Benefits: cheaper sampling method – lower network and storage overhead

Risk: potential to miss outlier requests due to less than 100% sampling

Work required: easy setup, supported by Jaeger SDKs

Configuration notes: sampling based on flip-of-coin or until a certain rate is achieved

Tails-based sampling

Also known as response sampling

Mechanism: sampling decision is made after the request has been completed

Useful for: catching anomalies in latency, failed requests

Benefits: more intelligent approach to looking at request data

Risk: temporary storage for all traces – more infra overhead, a single node only

Related article:  Site Reliability Engineering Glossary

Work required: extra work – connect to a tool that supports tail-based sampling like Lightstep

Config notes: sampling based on latency criteria and tags

Now that you’ve picked your sampling method, you will also need to consider that Jaeger’s collector has a finite data capacity.
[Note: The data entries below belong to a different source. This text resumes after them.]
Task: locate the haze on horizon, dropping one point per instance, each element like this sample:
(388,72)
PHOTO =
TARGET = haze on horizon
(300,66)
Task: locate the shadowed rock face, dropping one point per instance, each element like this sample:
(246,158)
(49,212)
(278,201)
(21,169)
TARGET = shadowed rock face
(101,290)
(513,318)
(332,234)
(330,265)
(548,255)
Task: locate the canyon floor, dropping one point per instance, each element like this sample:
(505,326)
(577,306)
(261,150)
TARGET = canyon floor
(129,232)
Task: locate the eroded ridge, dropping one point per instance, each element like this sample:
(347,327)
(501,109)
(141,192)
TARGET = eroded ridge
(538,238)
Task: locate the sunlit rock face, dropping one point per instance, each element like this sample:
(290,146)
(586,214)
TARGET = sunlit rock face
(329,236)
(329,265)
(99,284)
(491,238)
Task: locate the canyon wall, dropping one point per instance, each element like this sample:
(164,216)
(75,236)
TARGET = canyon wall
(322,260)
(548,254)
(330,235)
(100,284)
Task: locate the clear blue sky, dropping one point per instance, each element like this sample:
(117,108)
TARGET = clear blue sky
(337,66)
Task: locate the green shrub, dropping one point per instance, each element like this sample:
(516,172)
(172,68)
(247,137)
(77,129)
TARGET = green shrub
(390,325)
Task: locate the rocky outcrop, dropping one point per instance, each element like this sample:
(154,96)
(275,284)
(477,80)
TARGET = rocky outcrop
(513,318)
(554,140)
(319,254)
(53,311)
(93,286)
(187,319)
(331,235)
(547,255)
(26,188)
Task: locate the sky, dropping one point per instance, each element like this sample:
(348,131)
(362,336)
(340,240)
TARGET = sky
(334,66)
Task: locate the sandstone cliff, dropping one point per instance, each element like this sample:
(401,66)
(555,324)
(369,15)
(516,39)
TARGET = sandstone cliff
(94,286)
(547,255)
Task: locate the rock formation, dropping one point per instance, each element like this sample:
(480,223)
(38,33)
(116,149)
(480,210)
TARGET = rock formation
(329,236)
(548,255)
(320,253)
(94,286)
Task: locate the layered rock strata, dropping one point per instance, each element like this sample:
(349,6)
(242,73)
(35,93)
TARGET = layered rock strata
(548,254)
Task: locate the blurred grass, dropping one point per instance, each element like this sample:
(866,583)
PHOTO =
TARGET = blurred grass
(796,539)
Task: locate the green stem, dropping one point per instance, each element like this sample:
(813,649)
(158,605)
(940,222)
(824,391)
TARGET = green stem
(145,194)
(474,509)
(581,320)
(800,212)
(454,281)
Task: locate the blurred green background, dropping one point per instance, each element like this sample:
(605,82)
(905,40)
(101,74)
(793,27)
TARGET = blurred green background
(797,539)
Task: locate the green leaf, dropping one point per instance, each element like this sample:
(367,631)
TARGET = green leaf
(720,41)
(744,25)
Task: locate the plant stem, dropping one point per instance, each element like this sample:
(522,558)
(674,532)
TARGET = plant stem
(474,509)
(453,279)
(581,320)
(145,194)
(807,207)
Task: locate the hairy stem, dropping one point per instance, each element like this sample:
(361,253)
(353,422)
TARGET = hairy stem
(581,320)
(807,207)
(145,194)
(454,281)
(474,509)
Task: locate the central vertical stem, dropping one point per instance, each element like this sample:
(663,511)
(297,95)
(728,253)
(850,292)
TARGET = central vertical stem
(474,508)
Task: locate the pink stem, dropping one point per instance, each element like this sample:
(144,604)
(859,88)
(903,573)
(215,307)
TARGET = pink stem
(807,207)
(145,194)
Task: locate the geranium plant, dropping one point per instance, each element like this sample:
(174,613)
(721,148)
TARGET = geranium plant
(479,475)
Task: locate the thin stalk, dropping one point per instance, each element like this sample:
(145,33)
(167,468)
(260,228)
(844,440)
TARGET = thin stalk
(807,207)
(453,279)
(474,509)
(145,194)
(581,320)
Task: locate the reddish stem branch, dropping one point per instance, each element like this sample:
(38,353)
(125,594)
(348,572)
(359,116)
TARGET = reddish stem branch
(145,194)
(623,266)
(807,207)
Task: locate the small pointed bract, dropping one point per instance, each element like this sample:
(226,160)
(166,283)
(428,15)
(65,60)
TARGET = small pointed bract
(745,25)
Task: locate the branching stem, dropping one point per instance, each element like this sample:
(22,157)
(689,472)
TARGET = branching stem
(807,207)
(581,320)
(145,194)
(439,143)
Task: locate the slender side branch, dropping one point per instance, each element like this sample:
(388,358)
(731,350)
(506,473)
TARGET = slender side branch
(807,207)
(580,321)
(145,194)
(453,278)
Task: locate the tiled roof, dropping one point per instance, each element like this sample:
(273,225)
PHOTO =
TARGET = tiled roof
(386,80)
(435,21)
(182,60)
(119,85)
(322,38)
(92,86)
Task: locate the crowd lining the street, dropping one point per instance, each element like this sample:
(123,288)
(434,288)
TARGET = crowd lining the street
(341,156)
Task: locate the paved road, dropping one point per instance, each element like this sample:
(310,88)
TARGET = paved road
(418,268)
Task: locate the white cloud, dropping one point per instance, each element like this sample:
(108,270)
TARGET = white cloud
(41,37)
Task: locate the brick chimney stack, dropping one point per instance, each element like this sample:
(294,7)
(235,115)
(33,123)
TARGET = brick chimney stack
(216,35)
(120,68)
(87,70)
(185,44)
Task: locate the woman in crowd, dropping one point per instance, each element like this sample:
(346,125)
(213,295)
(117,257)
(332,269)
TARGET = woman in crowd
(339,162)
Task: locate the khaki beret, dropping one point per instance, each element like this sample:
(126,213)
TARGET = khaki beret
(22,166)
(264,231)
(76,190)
Prevent Jaeger’s collector from getting clogged

Jaeger’s collector holds data temporarily before it writes onto a database. The visual dashboard then queries this database. But the collector can get clogged if the database can’t write fast enough during high-traffic situations.

Problem:

  • Collector’s temporary storage model becomes problematic during traffic spikes
  • Some data gets dropped so the collector can stay afloat from the flood of incoming request data
  • Your tracing may look patchy in areas because of the gaps in sampling data
  • Risk of missing failed or problematic requests if they were in the sampling that gets dropped

Solution:

  • Consider asynchronous span ingestion technique to solve this problem
  • This means adding a few components between your collector and database:
    1. Apache Kafka – real-time data streaming at scale
    2. Apache Flink – processes Kafka data asynchronously
    3. 2 jaeger components – jaeger-ingester and jaeger-indexer – push Flink output to storage

Once these components are in place, the collector will be less likely to get overloaded and dump data.

Implementation reading:

These links – access them in order – might help you get started with your implementation:

Youtube – Jaeger straight-to-DB vs asynch write method

Youtube – Apache Kafka videos by Confluent

Practical overview (with example) of Apache Flink

Wrapping up

This concludes our article on Jaeger and the promise it holds for distributed tracing of microservices, as well as the wider observability apparatus.